PROBLEM STATEMENT
"BeHealthy" is a health-tech company and has a web platform that allows doctors to list their services and manage patient interactions and provides services for patients such as booking interactions with doctors and ordering medicines online. Here, doctors can easily organise appointments, track past medical records and provide e-prescriptions. So, companies like "BeHealthy" are providing medical services, prescriptions and online consultations and generating huge data day by day.
The following snippet of medical data may be generated when a doctor is writing notes to his/her patient or as a review of a therapy that he or she has done. "The patient was a 62-year-old man with squamous cell lung cancer, which was first successfully treated by a combination of radiation therapy and chemotherapy."
As we can see in this text, a person with a non-medical background cannot understand the various medical terms. We have taken a simple sentence from a medical data set to understand the problem and where one can understand the terms 'cancer' and 'chemotherapy'.

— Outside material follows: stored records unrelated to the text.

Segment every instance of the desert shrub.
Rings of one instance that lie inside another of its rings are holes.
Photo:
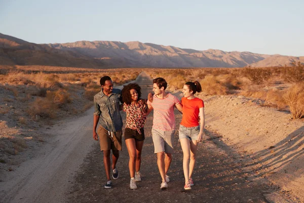
[[[284,92],[279,91],[277,89],[273,89],[268,91],[265,98],[265,105],[276,108],[279,110],[286,108],[287,104],[283,95]]]
[[[304,83],[291,87],[284,94],[283,98],[289,107],[292,118],[301,118],[304,116]]]
[[[27,123],[27,119],[22,116],[19,117],[19,118],[18,119],[18,121],[19,123],[21,124],[26,124],[26,123]]]
[[[29,104],[27,113],[33,119],[54,118],[56,117],[57,109],[57,106],[52,101],[46,98],[37,97]]]
[[[200,81],[202,91],[208,94],[227,94],[229,89],[216,77],[207,76]]]
[[[243,69],[242,74],[255,84],[267,81],[272,75],[271,71],[269,69],[249,67]]]
[[[18,91],[18,89],[16,87],[8,86],[7,87],[7,89],[13,92],[15,96],[18,96],[18,95],[19,95],[19,91]]]
[[[285,67],[282,78],[287,82],[298,83],[304,81],[304,66]]]
[[[168,80],[166,80],[168,84],[168,87],[171,90],[181,89],[183,85],[187,81],[185,77],[182,75],[175,75],[174,77],[169,78]]]
[[[54,91],[47,91],[47,98],[53,102],[59,108],[62,108],[64,105],[70,103],[72,101],[70,94],[62,89]]]

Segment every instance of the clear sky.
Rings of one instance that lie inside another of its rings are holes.
[[[0,32],[30,42],[139,41],[304,56],[304,1],[0,0]]]

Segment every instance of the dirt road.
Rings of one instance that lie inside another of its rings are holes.
[[[137,82],[142,88],[142,97],[146,97],[147,90],[152,88],[150,79],[144,74]],[[146,139],[140,170],[143,178],[137,184],[138,189],[129,188],[129,156],[123,139],[123,151],[117,165],[120,177],[113,181],[111,189],[105,189],[102,154],[92,136],[93,111],[91,109],[81,117],[62,121],[51,129],[46,129],[55,139],[46,142],[34,158],[24,162],[0,182],[0,202],[271,201],[265,198],[265,194],[270,193],[270,188],[273,191],[276,188],[251,181],[250,172],[242,172],[241,163],[235,161],[238,155],[208,129],[199,147],[193,189],[183,190],[182,152],[178,143],[169,171],[169,188],[161,190],[161,178],[150,132],[153,114],[148,117],[145,126]],[[178,128],[181,115],[177,111],[175,114]]]

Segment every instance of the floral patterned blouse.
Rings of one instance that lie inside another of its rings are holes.
[[[141,134],[139,129],[142,128],[145,123],[147,108],[147,99],[141,99],[138,100],[138,106],[137,107],[133,104],[127,105],[124,103],[123,110],[127,113],[126,127],[136,130],[139,134]]]

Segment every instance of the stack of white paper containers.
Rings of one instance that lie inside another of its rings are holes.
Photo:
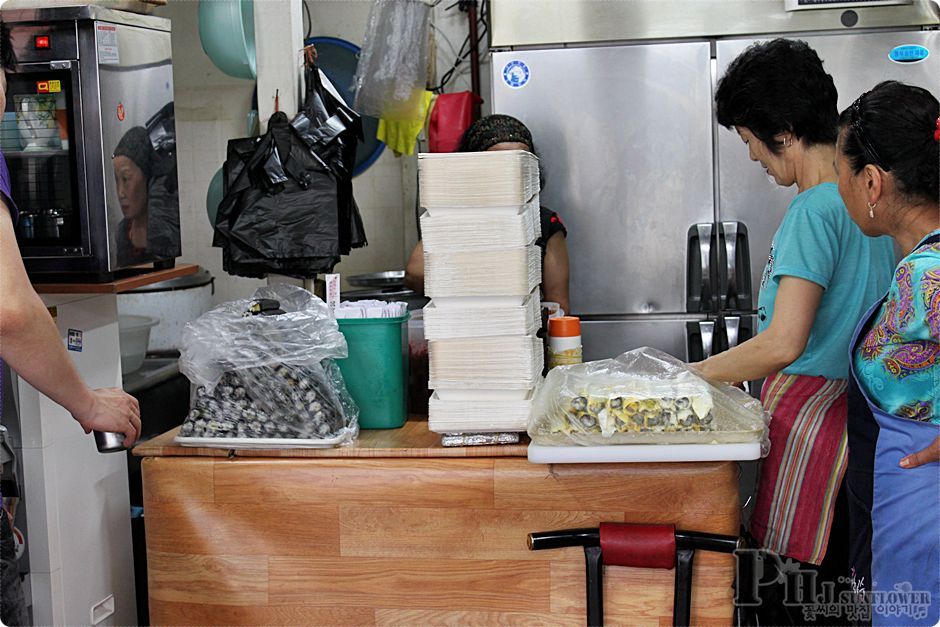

We have been given such a data set in which a lot of text is written related to the medical domain. There are a lot of diseases that can be mentioned in the entire dataset and their related treatments are also mentioned implicitly in the text, which we saw in the aforementioned example that the disease mentioned is cancer and its treatment can be identified as chemotherapy using the sentence. However, note that it is not explicitly mentioned in the dataset about the diseases and their treatment, but we can build an algorithm to map the diseases and their respective treatment.
The train dataset is used to train the Continuous Random Field (CRF) model, and the test dataset is used to evaluate the built model.